Secret Japon : sur la piste des Anciens au Pays du Soleil Levant

Si les anciennes civilisations et le Japon vous intéressent, Franck Ferrandis a écrit et illustré son carnet de voyage en trois tomes pour faire voyager le lecteur dans le temps et l’espace, sur la piste des Anciens au pays du Soleil Levant, où l’archipel ne portait pas encore son nom de Japon. Retour à la fin du paléolithique à la (re)découverte de mondes engloutis !

Les 3 tomes font découvrir de nombreuses traces de l’Ancien et Secret Japon disséminées dans l’Archipel : les mystérieuses statuettes aux lunettes Dogū ; les vases Jōmon aux allures de saint Graal ; divers sites d’observation et de suivi des phénomènes célestes ; les kofun, imposants tertres pyramidaux et tumulus ; les mystérieuses tablettes d’Okinawa, clés de la compréhension de la Préhistoire dans les Ryūkyū qui leur valent le surnom d’«Okinawa Rosetta» (en référence à la pierre de Rosette)

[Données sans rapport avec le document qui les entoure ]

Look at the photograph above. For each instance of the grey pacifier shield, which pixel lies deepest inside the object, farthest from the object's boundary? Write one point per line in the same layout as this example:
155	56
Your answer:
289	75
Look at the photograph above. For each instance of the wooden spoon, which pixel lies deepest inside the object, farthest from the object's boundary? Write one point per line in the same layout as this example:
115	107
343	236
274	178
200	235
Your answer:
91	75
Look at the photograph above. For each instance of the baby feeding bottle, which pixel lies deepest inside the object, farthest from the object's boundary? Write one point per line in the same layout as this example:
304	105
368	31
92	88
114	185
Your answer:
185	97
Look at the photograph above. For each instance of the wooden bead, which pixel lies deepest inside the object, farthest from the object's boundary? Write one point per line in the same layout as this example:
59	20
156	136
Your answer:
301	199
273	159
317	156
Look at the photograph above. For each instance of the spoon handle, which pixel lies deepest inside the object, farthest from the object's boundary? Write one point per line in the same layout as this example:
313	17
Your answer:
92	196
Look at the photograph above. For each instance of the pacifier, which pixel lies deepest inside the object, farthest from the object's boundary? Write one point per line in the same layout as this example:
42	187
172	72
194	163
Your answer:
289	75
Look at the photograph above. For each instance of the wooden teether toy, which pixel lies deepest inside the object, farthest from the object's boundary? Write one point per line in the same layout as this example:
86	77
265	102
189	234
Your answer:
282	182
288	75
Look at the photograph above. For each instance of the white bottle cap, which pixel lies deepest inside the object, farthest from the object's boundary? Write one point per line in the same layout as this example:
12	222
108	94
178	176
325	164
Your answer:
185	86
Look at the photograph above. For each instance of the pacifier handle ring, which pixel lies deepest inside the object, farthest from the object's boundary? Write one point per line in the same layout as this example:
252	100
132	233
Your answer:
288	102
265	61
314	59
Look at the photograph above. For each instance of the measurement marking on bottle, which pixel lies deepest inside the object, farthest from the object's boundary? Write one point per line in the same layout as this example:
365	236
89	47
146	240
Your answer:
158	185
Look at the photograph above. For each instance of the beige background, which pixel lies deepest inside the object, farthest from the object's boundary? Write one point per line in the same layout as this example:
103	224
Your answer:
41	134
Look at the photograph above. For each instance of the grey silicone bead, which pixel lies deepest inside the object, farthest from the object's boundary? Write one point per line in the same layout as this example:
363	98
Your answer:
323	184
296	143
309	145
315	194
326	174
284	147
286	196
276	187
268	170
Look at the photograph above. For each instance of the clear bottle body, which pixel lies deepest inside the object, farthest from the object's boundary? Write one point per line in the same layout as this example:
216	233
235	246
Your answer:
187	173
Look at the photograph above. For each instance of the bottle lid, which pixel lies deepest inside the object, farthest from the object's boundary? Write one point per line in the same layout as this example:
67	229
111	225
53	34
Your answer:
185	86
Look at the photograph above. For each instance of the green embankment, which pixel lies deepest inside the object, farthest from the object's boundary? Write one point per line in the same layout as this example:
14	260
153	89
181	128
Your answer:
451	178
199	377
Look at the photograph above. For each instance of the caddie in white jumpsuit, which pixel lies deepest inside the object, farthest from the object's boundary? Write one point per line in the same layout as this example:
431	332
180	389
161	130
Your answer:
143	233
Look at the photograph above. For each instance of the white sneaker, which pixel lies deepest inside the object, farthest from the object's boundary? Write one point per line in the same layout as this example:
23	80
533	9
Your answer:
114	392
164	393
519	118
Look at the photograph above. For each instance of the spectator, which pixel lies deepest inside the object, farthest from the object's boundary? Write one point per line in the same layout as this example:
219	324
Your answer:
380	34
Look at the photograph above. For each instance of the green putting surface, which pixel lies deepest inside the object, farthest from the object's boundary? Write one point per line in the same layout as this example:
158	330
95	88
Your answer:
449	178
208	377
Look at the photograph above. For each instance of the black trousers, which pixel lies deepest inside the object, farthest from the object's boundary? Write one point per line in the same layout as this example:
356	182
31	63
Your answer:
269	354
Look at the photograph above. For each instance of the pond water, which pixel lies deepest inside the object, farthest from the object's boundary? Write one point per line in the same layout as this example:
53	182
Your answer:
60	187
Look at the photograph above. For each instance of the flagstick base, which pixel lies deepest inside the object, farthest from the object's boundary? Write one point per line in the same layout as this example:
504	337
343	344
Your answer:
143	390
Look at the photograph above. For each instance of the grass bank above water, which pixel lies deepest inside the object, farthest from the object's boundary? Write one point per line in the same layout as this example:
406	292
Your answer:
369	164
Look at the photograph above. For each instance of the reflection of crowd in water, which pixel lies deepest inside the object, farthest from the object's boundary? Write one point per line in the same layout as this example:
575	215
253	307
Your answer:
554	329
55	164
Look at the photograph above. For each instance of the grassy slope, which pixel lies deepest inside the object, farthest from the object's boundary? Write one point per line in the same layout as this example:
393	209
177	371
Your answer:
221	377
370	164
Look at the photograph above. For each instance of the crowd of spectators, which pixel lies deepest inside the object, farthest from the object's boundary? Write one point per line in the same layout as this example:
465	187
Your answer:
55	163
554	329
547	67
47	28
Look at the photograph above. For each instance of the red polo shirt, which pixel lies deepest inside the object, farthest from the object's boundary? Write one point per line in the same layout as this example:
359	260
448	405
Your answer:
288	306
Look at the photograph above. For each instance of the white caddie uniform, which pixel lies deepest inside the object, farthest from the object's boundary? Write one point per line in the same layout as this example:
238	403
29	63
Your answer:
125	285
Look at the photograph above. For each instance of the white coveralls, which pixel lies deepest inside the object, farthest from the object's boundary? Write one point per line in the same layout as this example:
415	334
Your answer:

En route pour découvrir une facette secrète de l’archipel japonais qui s’avère très passionnante !

©Franck Ferrandis

 

Des mondes engloutis et des artéfacts étranges…

Liés aux changements périodiques de l’excentricité de l’orbite terrestre et de l’obliquité de son axe de rotation, les cycles de Milanković sont responsables des glaciations périodiques qui immobilisent des quantités énormes d’eau sous la forme de glace. L’exposition solaire fluctuant permet ainsi des cycles de glaciations et de submersions dues au dégel des glaces. Lors du dernier maximum glaciaire, il y a 22 000 ans, la mer libéra parfois des continents entiers, comme le Sundaland.

Le lecteur explore ainsi avec l’auteur, grâce à ce cahier de voyage en 3 tomes, les vestiges de ces mondes oubliés, sur la piste des Anciens au pays du Soleil Levant. Chaque page riche en croquis, dessins et photos des sites est une invitation à rêver et imaginer ces temps anciens et ces civilisations oubliées à travers d’étonnants monuments mais aussi d’artéfacts qui peuvent nous sembler étranges aujourd’hui.

Des mondes engloutis

Des mondes engloutis ©Franck Ferrandis

Des dogū et des vases de la période Jōmon, Eden préhistorique ?

Lorsque l’on parle du Japon, les époques qui reviennent le plus souvent sont le Sengoku, Edo ou Heian par exemple. La préhistoire japonaise est souvent ignorée, à tord… Entourées de mystères et de leur beauté primitive, les dogū, ces « figurines de terre cuite » littéralement, sont des vestiges des premiers habitants de l’archipel. Les dessins de Franck Ferrandis reproduisent les nombreux détails (formes géométriques et glyphes) qui laissent à penser à un ancien culte de la fertilité où ces figures féminines devaient servir de messagers… D’autres voient en ces dogū une preuve qui valide la théorie des anciens astronautes. En effet, pour les partisans du néo-évhémérisme, les statuettes représenteraient d’anciens visiteurs d’un autre monde munis de combinaisons spatiales. Les extra-terrestres auraient apporté sur Terre des connaissances et des technologies dans les domaines comme l’écriture, l’architecture, l’agriculture, les mathématiques, l’astronomie et la médecine. Les vases de la période Jōmon interpellent aussi l’œil avec leurs ornements qui subliment la terre cuite utilisée. Il y a de cela 10 000 ans la main de l’homme façonnait déjà de belles œuvres d’art qui n’ont rien à envier à nos créations actuelles.

Des dogū

Des dogū de différents styles ©Franck Ferrandis

Des monolithes pour suivre les événements célestes ?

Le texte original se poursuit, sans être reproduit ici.